The following comes from a March 17 story on SFGate.com.

Antiabortion protesters will no longer be able to stand directly in front of Planned Parenthood and other San Francisco clinics that offer reproductive services if one city supervisor has his way.

Supervisor David Campos is planning to introduce legislation Tuesday that would create a 25-foot buffer zone around the entrances, exits and driveways of those facilities, excluding hospitals. He and supporters of the proposal say it would spare women who use the facilities from harassment.

“We respect the right of people to have freedom of expression,” Campos said. “What is happening is more than that – it’s intimidation.”

A city law passed in 1993 created an 8-foot “bubble zone” around anyone who is within 100 feet of a health care facility, but Campos said that has been ineffective. Demonstrators, he said, get around the law by staying in one spot and not approaching clinic visitors.

Protests at the city’s only Planned Parenthood location, at 1650 Valencia St., prompted Campos to consider the legislation more than a year ago. Since the facility opened in 2011, officials there said antiabortion activists have yelled slogans like “If it could talk, it would say, ‘Mommy don’t kill me’,” while taking pictures and video of staff members and patients.

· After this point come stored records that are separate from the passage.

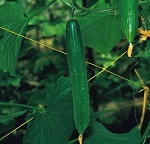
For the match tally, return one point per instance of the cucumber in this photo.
(78, 76)
(129, 18)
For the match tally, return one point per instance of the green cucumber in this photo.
(129, 18)
(78, 75)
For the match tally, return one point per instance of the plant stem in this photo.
(19, 105)
(43, 8)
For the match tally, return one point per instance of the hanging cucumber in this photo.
(78, 75)
(129, 20)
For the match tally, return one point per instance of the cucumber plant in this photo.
(78, 75)
(129, 20)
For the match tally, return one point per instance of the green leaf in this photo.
(12, 18)
(55, 124)
(101, 30)
(100, 135)
(5, 118)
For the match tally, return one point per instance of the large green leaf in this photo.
(6, 118)
(100, 30)
(12, 18)
(55, 124)
(100, 135)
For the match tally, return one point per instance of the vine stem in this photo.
(19, 105)
(146, 133)
(43, 8)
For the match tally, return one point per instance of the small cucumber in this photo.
(78, 75)
(129, 18)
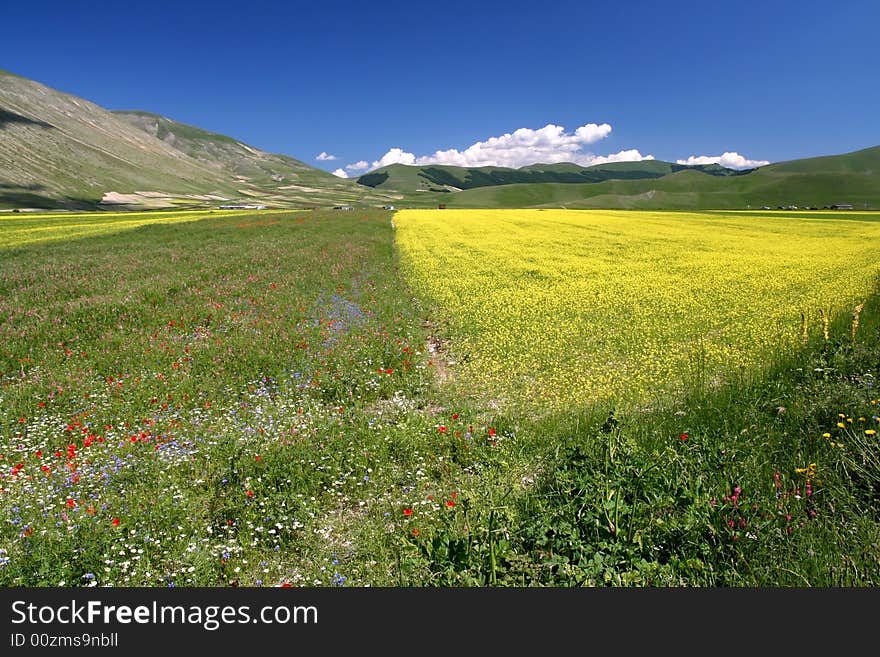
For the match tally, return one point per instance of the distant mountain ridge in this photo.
(58, 151)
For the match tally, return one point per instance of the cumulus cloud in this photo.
(631, 155)
(524, 146)
(730, 160)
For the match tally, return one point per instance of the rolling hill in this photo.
(61, 151)
(852, 178)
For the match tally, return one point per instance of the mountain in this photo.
(61, 151)
(444, 178)
(851, 178)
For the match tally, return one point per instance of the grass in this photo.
(253, 400)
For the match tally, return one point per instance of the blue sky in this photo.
(473, 82)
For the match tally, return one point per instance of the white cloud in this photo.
(631, 155)
(394, 156)
(730, 160)
(524, 146)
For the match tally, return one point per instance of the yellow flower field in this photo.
(556, 308)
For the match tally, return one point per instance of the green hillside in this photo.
(61, 151)
(58, 151)
(442, 178)
(853, 178)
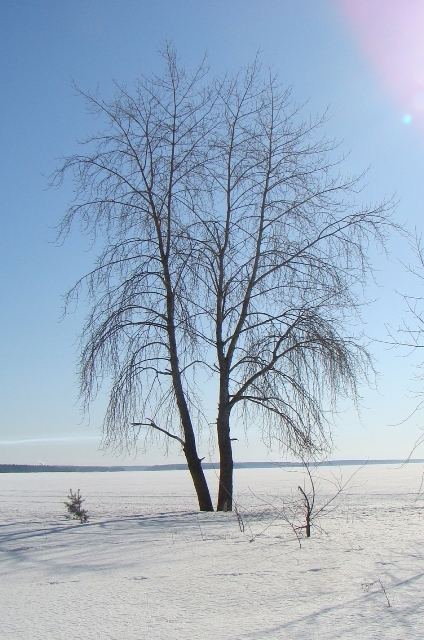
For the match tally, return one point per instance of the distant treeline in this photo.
(41, 468)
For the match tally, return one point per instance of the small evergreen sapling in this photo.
(74, 506)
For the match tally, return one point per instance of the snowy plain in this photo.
(148, 566)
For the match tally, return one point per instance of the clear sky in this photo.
(364, 59)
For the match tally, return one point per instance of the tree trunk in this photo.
(195, 467)
(225, 491)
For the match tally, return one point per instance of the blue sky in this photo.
(45, 45)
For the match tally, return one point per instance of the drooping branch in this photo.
(153, 425)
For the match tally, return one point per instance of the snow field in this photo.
(148, 566)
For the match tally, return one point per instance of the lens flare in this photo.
(391, 35)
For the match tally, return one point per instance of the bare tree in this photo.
(233, 245)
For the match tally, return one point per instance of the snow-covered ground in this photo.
(147, 566)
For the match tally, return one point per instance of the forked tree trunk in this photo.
(195, 467)
(225, 490)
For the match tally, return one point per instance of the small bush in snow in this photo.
(74, 507)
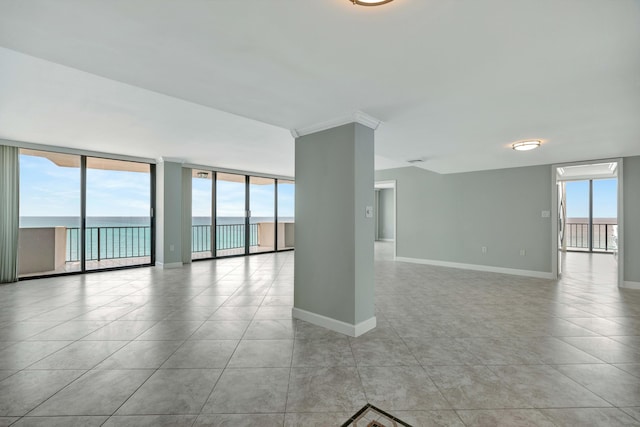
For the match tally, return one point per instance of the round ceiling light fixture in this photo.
(526, 145)
(370, 2)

“Our clients were coming in crying,” said Planned Parenthood spokeswoman Adrienne Verrilli, who added that abortions account for less than 2 percent of patient visits. “We don’t want to get to the point where someone gets hurt.”

Planned Parenthood says the problem has escalated recently as some protesters have entered the waiting room. The staff called police last month when a protester walked in, woke up a woman sleeping in a chair, and told her to give up her baby for adoption instead of aborting it, despite not knowing why the patient was visiting.

A handful of protesters, and as many as 20, gather on weekdays outside Planned Parenthood. On a recent afternoon, Ron Konopaski and five other abortion opponents stood on the sidewalk in front of the clinic, clutching rosary beads near posters of fetuses and the Virgin Mary, and signs reading “Women do regret abortion.”

“I think it’s stupid,” said Konopaski, a 79-year-old retired dentist, of Campos’ proposal. “There’s no harassment whatsoever.”

Konopaski said he is careful to keep his feet planted to avoid violating the bubble zone. An antiabortion activist for decades, he said he will greet most people approaching the clinic with a “good afternoon” or “good morning” and offer them pamphlets on the dangers of abortion.

“We’re here to help the woman in any way we can and save the baby from being killed,” he said.

The penalty for breaking the ordinance would be a misdemeanor punishable by up to three months in jail or a $500 fine. A second offense would double the potential punishment.

Campos said he expected legal challenges, but noted that attempts to fight other buffer-zone laws have failed. In Boston, a federal appeals court upheld a 35-foot zone around reproductive health clinics in January, ruling that “the right of the state to take reasonable steps to ensure the safe passage of persons wishing to enter health care facilities cannot seriously be questioned.”